Se le fałìve va al garbin
parécia el caro par ndar al mułin.
Se łe fałìve va a matina,
tiol su el saco e va a farina.
Se łe fałìve va a sera,
ła połenta inpenjse ła caliera.
Oppure
Pan e vìn
Ła pinsa soto el camin
Fałive a ponente
Panoce gnente
Fałive a łevante
Panoce tante
Fałive verso sera
Połenta a pien caliera
Fałive verso matina
Połenta mołesina
Fałive a mehodì
Połenta oltre al dì
Fun a basa
Połenta a pien casa
Quando, infine, il falò sarà ridotto in cenere,
un’altra donna gli girerà intorno e con un bastone in mano
lo segnerà con tre croci invocando il Signore, quindi, i
presenti calpesteranno la cenere, pronunciando preghiere e frasi
beneauguranti. Il rito termina sempre con vin brulè e pinsa, un
dolce cotto sotto la cenere, cucinato per l’occasione. E’
sorprendente la
di significati simbolici tra questo rito, el
panevìn o
piroła paroła
e quelli praticati anticamente dai Veneti, definiti dalla letteratura
archeologica brandopferplatze o roghi votivi, in uso
dall’Età del Bronzo Recente (XIII secolo A. C. circa).
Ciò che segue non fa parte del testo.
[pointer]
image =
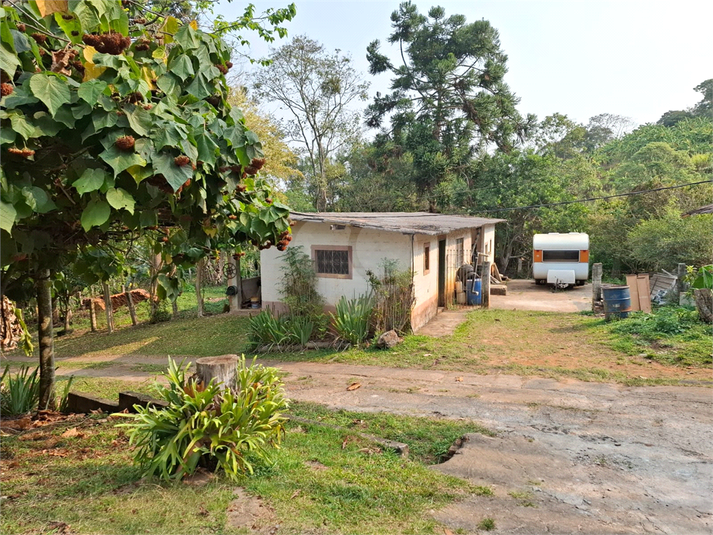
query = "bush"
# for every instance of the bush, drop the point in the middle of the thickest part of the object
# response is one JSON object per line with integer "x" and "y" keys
{"x": 666, "y": 321}
{"x": 19, "y": 394}
{"x": 352, "y": 319}
{"x": 205, "y": 426}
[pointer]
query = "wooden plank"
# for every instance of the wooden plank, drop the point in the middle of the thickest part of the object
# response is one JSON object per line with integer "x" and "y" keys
{"x": 642, "y": 283}
{"x": 631, "y": 282}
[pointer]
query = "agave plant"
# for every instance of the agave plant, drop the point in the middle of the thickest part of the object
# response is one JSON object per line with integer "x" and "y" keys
{"x": 352, "y": 318}
{"x": 206, "y": 425}
{"x": 19, "y": 393}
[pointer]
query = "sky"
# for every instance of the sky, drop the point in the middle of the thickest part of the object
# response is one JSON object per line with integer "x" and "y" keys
{"x": 580, "y": 58}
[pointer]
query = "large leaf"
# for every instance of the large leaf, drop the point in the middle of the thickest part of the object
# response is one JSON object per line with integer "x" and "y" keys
{"x": 7, "y": 216}
{"x": 175, "y": 175}
{"x": 140, "y": 121}
{"x": 43, "y": 202}
{"x": 8, "y": 61}
{"x": 91, "y": 180}
{"x": 120, "y": 160}
{"x": 95, "y": 214}
{"x": 119, "y": 198}
{"x": 51, "y": 90}
{"x": 89, "y": 91}
{"x": 22, "y": 126}
{"x": 47, "y": 7}
{"x": 181, "y": 66}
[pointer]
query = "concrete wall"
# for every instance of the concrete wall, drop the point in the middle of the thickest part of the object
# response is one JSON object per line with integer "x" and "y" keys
{"x": 369, "y": 249}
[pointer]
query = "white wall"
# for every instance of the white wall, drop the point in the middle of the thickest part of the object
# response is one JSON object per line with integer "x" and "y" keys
{"x": 369, "y": 248}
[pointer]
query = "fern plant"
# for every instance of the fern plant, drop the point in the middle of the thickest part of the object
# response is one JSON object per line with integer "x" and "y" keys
{"x": 203, "y": 425}
{"x": 352, "y": 318}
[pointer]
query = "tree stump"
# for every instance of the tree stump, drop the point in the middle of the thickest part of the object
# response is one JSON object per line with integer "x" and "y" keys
{"x": 224, "y": 369}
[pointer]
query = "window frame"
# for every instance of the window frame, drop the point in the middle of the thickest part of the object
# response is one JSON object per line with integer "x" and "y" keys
{"x": 347, "y": 248}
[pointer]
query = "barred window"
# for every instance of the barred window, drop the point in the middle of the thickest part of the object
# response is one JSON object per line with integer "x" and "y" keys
{"x": 332, "y": 261}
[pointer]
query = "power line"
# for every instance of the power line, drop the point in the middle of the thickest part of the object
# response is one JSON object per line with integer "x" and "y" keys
{"x": 592, "y": 199}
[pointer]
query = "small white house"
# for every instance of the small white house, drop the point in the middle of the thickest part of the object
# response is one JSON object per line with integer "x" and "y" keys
{"x": 344, "y": 246}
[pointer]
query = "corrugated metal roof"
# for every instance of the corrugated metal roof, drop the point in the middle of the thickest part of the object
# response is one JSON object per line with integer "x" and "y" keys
{"x": 404, "y": 222}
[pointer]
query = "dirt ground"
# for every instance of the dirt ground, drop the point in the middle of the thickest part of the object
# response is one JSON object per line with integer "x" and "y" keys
{"x": 569, "y": 457}
{"x": 526, "y": 295}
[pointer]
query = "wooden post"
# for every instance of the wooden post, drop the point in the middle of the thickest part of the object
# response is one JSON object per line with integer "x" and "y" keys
{"x": 130, "y": 304}
{"x": 596, "y": 284}
{"x": 107, "y": 306}
{"x": 46, "y": 339}
{"x": 485, "y": 285}
{"x": 199, "y": 294}
{"x": 223, "y": 369}
{"x": 92, "y": 315}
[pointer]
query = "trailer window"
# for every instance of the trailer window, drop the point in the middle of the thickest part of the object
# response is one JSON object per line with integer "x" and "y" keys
{"x": 560, "y": 256}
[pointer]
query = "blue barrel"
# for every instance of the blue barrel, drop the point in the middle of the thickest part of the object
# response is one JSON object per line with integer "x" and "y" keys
{"x": 474, "y": 291}
{"x": 617, "y": 301}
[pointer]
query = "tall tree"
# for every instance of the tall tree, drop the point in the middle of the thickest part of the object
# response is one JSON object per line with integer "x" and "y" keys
{"x": 318, "y": 90}
{"x": 115, "y": 123}
{"x": 449, "y": 99}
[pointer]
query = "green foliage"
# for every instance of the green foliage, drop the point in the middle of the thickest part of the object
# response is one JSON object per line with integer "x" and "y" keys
{"x": 449, "y": 97}
{"x": 269, "y": 330}
{"x": 229, "y": 429}
{"x": 353, "y": 318}
{"x": 664, "y": 322}
{"x": 663, "y": 243}
{"x": 703, "y": 278}
{"x": 394, "y": 296}
{"x": 19, "y": 393}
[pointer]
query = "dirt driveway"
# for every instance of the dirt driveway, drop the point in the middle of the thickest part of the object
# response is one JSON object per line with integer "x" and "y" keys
{"x": 570, "y": 457}
{"x": 526, "y": 295}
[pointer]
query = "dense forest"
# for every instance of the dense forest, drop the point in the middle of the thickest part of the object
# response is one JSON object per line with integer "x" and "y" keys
{"x": 449, "y": 138}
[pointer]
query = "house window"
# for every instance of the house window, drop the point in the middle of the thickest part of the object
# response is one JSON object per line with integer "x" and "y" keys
{"x": 460, "y": 252}
{"x": 332, "y": 261}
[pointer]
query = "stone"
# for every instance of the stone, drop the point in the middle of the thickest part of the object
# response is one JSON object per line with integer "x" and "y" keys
{"x": 388, "y": 340}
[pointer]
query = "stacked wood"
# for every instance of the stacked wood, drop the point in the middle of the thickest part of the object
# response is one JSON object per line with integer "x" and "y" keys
{"x": 118, "y": 300}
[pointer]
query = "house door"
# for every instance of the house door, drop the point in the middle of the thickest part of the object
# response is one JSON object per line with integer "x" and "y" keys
{"x": 441, "y": 273}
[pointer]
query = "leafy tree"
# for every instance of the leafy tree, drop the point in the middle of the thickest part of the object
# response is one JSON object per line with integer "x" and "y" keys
{"x": 318, "y": 90}
{"x": 115, "y": 123}
{"x": 449, "y": 99}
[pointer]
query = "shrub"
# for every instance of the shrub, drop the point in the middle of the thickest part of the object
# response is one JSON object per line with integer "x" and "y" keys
{"x": 393, "y": 298}
{"x": 204, "y": 425}
{"x": 352, "y": 319}
{"x": 19, "y": 394}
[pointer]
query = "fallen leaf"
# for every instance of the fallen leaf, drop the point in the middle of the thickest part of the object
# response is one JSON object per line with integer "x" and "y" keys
{"x": 69, "y": 433}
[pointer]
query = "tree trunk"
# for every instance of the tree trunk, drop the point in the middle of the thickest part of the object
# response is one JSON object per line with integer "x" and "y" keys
{"x": 223, "y": 369}
{"x": 704, "y": 304}
{"x": 199, "y": 283}
{"x": 46, "y": 339}
{"x": 107, "y": 307}
{"x": 92, "y": 315}
{"x": 485, "y": 285}
{"x": 130, "y": 304}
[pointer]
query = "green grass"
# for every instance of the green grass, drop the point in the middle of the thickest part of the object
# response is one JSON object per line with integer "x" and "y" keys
{"x": 322, "y": 480}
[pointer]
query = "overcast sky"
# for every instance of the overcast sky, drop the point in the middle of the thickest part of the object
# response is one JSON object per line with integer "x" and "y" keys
{"x": 581, "y": 58}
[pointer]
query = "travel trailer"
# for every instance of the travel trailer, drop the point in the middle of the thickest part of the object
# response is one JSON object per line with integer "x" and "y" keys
{"x": 560, "y": 259}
I
Veneti antichi - popolo di origine centroeuropea - furono i primi in
Europa a praticare l'incinerazione dei defunti, seguendo un preciso
rituale. Nel Panevìn ritroviamo la stessa simbologia e richiamo
alla speranza della cultura venetica, con un'impressionante coincidenza
di significati. Il transito dalla vita alla morte, da un anno ad un
altro, lo si festeggiava collettivamente ed il fuoco - attributo del
dio - liberava gli uomini dalle malattie e dalle sventure, caricandoli
di energia positiva; oltre a ciò si praticava la divinazione
attraverso la lettura della forma e del colore del fuoco sacro e del
suo fumo. Il 6 gennaio, infine, arriva la Marantega (Befana) che nei
territori di origine venetica viene anche ricordata con altri
antichissimi nomi. Si segnalano alcuni di questi principali
appellativi: la Beròła (o Veroła) delle lagune venete; la
Ardojea del Bellunese; la Berta e la Gianpa, del Vicentino; la Donasa
di Borca del Cadore; la Redodexa, del corso della Piave; la Rodia
dell’Istria. Si crede che questa stria/strega torni sotto terra
all’arrivo del freddo. A lei si devono i semi infecondi nei
campi, il marciume delle erbe e le malattie delle bestie, è la
dea madre, la terra a fine stagione, perciò viene rappresentata
vecchia ed avizzita. Essa sarà bruciata a metà quaresima
sul
berołòn, dove si trasforma in carbone e cenere, pronta a rinascere nella vicina primavera bellissima, ricca di fiori e frutti.